Dass der Macho Judith überhaupt eine Chance gibt, liegt an ihrem Nachnamen: Sie ist Shakespeares Schwester – weshalb der Theaterdirektor gleich vorschlägt, ihren Vornamen nur ganz klein auf die Werbeplakate zu schreiben. Damit bezieht sich das Stück auch auf die Schriftstellerin Virginia Woolf. Die hatte in ihrem feministischen Essay «Ein Zimmer für sich allein», aus dem zu Beginn vorgelesen wird, gefragt, wie es der Schwester Shakespeares ergangen wäre, wenn sie ans Theater gewollt hätte. Woolfs Antwort: Sie wäre gedemütigt, vergewaltigt und in den Suizid getrieben worden. Wie Woolf analysiert auch Paula Thielecke den Umgang mit Frauen in der Kulturszene. Dazu kommt die Frage, wie Frauen in den Werken männlicher Künstler dargestellt werden.
Der Themenvorschlag des Direktors knüpft nämlich an eine lange Tradition an. In vielen Werken kommen Frauen nur als hilflose Opfer vor: von dem vom pädophilen «Faust» verführten Gretchen bis hin zu den Vergewaltigungsfantasien in den lyrischen Ergüssen von Rammstein-Frontmann Till Lindemann.

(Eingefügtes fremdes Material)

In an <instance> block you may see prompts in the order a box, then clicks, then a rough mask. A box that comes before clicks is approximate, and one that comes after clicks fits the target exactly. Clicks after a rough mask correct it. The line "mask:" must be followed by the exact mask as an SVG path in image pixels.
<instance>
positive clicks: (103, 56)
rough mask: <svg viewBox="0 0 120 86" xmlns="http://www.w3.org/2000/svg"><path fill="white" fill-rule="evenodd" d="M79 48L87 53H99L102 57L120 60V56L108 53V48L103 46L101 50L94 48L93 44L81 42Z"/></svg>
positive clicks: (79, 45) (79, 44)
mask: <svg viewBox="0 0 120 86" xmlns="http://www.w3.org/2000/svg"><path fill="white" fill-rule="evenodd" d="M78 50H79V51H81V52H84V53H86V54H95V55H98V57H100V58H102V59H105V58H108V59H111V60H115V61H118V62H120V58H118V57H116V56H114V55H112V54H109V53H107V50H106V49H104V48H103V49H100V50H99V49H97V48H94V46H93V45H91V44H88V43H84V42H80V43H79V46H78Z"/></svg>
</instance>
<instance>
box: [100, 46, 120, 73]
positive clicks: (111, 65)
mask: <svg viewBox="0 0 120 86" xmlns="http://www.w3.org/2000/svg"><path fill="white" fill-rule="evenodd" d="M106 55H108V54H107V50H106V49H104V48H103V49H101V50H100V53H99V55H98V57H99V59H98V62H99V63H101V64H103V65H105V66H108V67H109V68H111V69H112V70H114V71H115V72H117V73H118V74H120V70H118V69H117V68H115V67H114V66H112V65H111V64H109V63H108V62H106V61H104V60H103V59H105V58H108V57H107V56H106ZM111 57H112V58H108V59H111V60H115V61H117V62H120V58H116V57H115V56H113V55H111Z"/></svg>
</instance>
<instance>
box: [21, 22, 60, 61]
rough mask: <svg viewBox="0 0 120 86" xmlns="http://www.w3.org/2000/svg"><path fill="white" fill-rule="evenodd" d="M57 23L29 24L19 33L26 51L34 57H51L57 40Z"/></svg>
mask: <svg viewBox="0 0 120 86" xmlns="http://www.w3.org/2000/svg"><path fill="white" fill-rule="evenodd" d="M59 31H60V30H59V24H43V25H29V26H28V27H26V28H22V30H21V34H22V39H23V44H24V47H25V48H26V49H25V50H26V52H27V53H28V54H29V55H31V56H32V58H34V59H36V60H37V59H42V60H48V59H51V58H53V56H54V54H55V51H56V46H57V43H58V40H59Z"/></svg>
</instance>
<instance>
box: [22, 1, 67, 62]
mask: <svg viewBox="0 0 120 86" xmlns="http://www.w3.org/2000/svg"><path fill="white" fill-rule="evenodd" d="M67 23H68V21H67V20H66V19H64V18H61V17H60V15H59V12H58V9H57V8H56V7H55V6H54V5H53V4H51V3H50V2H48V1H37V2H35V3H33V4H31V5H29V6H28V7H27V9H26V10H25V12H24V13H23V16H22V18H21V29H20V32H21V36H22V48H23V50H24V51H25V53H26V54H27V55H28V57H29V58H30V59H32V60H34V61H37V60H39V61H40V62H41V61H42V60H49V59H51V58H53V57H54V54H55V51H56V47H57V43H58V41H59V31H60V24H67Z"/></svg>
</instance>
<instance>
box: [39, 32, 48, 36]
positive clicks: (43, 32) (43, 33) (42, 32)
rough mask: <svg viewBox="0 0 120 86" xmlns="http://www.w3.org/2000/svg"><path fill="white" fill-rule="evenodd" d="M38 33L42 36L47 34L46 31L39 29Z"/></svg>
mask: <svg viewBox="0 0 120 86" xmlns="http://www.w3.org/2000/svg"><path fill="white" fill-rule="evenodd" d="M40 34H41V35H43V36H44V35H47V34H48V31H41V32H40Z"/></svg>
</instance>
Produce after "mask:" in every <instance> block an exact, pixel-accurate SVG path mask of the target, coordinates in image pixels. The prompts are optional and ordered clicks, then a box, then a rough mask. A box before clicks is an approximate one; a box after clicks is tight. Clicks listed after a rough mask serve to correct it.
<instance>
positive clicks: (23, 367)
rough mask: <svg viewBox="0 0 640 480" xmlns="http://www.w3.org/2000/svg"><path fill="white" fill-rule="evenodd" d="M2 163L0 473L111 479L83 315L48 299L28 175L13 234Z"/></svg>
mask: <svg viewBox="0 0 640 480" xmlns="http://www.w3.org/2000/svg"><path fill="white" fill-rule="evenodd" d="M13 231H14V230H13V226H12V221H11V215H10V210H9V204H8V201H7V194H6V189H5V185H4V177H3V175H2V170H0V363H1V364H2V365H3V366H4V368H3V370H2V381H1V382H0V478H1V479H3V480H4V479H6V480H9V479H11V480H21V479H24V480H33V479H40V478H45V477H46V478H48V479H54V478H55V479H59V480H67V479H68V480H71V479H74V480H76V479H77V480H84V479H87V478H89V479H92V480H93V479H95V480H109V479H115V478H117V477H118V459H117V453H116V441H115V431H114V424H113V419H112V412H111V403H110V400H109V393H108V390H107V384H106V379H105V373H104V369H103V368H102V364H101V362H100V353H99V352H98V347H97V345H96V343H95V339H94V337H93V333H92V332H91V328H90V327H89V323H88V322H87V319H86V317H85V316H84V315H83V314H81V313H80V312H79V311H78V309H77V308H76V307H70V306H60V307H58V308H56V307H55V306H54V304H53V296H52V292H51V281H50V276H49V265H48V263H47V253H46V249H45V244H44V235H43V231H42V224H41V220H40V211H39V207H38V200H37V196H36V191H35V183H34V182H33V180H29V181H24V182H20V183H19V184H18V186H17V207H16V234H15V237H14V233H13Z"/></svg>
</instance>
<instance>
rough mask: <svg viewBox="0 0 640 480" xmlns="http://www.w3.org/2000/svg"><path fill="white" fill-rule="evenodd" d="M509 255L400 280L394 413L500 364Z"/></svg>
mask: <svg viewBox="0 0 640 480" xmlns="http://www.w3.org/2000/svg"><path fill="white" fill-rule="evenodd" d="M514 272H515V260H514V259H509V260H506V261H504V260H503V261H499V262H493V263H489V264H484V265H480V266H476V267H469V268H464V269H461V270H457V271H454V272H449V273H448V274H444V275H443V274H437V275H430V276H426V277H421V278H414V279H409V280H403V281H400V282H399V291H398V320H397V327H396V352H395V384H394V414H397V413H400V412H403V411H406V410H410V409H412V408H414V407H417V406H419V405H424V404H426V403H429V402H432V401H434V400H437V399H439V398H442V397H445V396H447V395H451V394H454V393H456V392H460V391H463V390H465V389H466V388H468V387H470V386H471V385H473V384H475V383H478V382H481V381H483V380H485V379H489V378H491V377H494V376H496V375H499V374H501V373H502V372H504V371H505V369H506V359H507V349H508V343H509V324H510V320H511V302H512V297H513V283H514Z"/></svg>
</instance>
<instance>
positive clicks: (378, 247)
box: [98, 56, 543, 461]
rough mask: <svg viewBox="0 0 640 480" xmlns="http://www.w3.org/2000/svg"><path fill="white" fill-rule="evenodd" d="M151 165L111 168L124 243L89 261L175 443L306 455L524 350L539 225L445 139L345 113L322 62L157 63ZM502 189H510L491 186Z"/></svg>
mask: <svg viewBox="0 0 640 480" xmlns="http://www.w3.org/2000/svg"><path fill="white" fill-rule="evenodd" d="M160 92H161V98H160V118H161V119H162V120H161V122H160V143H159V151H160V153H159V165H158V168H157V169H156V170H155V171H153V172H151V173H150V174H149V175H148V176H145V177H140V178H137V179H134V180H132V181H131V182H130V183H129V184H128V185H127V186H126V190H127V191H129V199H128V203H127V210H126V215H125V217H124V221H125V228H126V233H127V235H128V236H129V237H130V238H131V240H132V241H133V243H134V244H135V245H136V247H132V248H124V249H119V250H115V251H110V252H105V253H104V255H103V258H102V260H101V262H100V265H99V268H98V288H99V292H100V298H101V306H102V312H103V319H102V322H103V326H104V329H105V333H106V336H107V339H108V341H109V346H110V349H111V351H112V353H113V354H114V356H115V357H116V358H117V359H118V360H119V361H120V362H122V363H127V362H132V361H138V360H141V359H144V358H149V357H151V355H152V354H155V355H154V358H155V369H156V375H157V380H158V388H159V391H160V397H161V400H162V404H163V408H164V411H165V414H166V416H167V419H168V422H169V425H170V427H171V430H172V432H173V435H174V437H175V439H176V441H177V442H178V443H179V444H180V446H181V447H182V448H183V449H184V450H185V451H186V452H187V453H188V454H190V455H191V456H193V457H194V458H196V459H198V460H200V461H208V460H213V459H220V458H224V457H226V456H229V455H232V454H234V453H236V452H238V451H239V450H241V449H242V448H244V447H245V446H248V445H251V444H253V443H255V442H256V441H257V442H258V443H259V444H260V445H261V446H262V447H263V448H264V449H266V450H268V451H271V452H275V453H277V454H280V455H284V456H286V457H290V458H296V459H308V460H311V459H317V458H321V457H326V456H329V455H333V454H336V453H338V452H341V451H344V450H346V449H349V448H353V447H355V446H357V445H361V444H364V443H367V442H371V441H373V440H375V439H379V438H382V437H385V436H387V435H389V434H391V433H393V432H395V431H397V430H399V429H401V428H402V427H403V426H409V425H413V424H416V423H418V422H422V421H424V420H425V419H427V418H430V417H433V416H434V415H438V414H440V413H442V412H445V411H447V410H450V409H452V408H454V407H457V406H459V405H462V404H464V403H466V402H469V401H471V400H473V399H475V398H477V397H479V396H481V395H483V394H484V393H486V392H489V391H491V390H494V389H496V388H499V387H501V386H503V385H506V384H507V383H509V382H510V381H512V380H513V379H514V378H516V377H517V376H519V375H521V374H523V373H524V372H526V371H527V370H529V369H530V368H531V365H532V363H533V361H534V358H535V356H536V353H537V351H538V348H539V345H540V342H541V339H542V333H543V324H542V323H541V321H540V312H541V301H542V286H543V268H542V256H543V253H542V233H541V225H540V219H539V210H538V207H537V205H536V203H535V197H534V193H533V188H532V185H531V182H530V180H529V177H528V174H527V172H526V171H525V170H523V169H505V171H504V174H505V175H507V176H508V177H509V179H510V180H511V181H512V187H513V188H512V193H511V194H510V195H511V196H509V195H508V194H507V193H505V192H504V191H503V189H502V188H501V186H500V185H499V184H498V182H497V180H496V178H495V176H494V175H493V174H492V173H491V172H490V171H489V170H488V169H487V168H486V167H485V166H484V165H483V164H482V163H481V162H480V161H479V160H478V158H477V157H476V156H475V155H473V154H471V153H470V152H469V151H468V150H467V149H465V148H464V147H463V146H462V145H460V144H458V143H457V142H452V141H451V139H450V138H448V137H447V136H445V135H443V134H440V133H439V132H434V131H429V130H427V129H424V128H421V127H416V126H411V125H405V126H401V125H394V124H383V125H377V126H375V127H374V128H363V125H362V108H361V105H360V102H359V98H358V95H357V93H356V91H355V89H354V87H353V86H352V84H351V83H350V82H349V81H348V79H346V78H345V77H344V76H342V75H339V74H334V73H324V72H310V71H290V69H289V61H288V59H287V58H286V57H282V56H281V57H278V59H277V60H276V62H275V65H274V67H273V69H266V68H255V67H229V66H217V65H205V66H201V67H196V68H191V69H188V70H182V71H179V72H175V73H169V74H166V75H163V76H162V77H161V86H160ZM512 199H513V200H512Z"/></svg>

Mit Lachen gegen die Täter
Der Direktor verkauft Judith seinen Vorschlag zwar als feministisch. Aber eigentlich geht es ihm nur um zynische Identitätspolitik: Bei dem Thema winke «das eine oder andere Fördertöpfchen Gold», ist er überzeugt. Derweil sieht er über einen anderen Aspekt grosszügig hinweg: nämlich, dass es gerade in der Kulturszene immer wieder zu sexuellen Übergriffen kommt, wie der Fall Harvey Weinstein zeigt. In «Judith Shakespeare» vertritt diesen Aspekt Judiths von Yevgenia Korolov grossartig grossspurig gespielter Bruder William. Der von seiner Genialität berauschte Autor ist überzeugt, dass «Nein» manchmal «Ja» heisst – und missbraucht eine Theaterassistentin im Hotelzimmer. Als diese mit der Polizei droht, gerät er in einer eingeblendeten SMS-Konversation in Panik, zur Erheiterung des Publikums. Es ist die Stärke des Stücks, wie es die Täter ins Lächerliche zieht. Florentine Krafft verhandelt in ihrem Regiedebüt das komplexe Thema niemals plump-anklagend, sondern setzt auf ätzende Ironie. «Riot Grrrl-Punk» für die Bühne quasi. Dabei fährt Krafft zahlreiche technische Mittel auf, von Livekameras und rosa Kunstnebelwolken bis hin zu eingeblendeten Theoriezitaten. Meist ist das sinnvoll, auf den einen oder anderen Kniff hätte man aber verzichten können. Auch der esoterisch-utopische Schwenk am Ende, als sich Judith und ihre Mitstreiterinnen befreien, indem sie sich in Bäume verwandeln, schreit etwas gar nach Dornach.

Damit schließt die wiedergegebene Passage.